Wesley J. Smith Reply:
November 28th, 2009 at 12:25 pm
Not so. It’s called NUANCE. I thought liberals believed in nuance. And it is not propaganda. If Obamacare happens, we too will have centralized planning over the delivery of health care. The Swedish, Canadian, UK examples of what evolves out of that is quite pertinent to our current national debate.
November 28th, 2009 | 9:18 pm
[...] The Swedish are saying “No Surgery” unless you quit smoking. Is this a good policy? Secondhand Smoke gives his reaction on this. [READ HERE] [...]
December 1st, 2009 | 11:17 pm
WJS: “Government health care equals government control over your life. It seems undeniable to me.”
There is an important line between generalization and hyperbole and I’m afraid you’ve hopped it once again, Wesley.
I may have missed it (and I trust you will correct this potential error) but I’ve not seen you advocate for the privatization of Medicare, Medicaid, or the VA health care system.
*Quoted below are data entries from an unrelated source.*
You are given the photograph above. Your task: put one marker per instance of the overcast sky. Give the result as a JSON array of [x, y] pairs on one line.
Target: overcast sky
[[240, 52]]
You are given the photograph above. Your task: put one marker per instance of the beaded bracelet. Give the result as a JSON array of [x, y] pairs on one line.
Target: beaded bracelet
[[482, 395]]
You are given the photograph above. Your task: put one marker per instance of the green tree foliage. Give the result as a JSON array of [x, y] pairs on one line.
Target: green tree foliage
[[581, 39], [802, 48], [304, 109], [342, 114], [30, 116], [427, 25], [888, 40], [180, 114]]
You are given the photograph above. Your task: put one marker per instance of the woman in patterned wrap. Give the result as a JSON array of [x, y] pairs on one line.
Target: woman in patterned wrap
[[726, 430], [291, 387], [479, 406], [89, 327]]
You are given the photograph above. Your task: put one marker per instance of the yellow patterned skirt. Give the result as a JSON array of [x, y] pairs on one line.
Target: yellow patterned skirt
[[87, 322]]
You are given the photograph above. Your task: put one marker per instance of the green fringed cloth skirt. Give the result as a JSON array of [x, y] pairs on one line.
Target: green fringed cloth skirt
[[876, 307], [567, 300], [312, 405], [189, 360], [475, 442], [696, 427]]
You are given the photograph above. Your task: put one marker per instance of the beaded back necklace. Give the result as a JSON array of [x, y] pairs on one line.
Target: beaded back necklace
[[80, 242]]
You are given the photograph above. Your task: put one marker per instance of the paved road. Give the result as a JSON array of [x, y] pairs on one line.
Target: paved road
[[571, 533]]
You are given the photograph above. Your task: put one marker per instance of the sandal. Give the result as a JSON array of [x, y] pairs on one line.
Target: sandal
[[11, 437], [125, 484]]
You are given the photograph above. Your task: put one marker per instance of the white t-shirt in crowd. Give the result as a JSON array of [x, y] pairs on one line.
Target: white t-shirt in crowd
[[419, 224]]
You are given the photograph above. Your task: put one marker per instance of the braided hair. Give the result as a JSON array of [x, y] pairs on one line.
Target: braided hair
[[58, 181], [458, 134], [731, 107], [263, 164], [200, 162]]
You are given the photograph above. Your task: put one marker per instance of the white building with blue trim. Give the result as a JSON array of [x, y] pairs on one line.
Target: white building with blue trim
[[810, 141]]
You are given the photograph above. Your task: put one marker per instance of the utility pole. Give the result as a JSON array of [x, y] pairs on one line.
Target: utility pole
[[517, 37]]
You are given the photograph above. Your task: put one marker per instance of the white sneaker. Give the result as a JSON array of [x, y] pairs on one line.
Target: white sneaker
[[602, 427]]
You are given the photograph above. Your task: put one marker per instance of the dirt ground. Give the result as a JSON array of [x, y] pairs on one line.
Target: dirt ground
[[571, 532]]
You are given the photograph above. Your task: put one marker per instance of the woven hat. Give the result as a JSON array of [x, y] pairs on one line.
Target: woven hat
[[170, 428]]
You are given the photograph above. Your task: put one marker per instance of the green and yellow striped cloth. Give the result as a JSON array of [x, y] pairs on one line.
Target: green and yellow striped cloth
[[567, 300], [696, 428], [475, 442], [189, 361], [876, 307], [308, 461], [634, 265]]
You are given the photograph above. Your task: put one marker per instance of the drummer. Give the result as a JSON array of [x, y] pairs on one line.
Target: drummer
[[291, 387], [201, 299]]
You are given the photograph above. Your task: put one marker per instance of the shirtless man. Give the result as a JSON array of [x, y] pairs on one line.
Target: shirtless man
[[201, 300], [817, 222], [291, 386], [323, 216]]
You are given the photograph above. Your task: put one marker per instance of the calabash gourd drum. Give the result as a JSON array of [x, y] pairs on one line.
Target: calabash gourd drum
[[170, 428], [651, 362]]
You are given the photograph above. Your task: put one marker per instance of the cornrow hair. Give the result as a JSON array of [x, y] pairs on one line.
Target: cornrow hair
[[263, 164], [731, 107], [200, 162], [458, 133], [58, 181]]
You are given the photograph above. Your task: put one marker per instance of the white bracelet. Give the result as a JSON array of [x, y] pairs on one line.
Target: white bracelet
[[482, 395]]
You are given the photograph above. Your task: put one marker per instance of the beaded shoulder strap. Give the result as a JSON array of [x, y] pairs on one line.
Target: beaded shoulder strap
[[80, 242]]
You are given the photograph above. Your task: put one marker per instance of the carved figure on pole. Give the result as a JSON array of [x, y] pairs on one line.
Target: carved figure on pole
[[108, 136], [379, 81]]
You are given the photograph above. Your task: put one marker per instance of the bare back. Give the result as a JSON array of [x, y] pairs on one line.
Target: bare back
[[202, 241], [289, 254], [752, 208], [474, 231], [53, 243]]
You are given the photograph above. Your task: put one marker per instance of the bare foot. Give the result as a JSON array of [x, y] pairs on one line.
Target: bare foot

By your formula, how can these huge gov’t-run entities be so less onerous and controlling as to escape similar condemnation?
And please address on a general level how private, for-profit health care can simultaneously exert less control over our lives and deliver greater and more altruistic medical care.
December 3rd, 2009 | 9:48 am
Although I can understand how most doctors would find the situation frustrating (much like I shake my head over singers who smoke), how is refusing to operate on a smoker a matter of conscience? Can we draw any distinction between something inherently immoral and something merely unhealthy?
Wesley J. Smith Reply:
December 3rd, 2009 at 10:10 am
I think the way to do that is to first, see whether it is the PROCEDURE or the PATIENT that is objectionable. If the surgery is fine, but not the patient, I think you should not be allowed to deny a needed procedure. (I think purely voluntary procedures should be able to be denied.) If the procedure itself, e.g. assisted suicide, is objectionable regardless of the patient, you should be allowed to deny unless it will cost life or serious health patient, e.g. terminating an ectopic pregnancy.
December 16th, 2009 | 3:21 pm
Imagine having to wait two months to have your appendix removed!!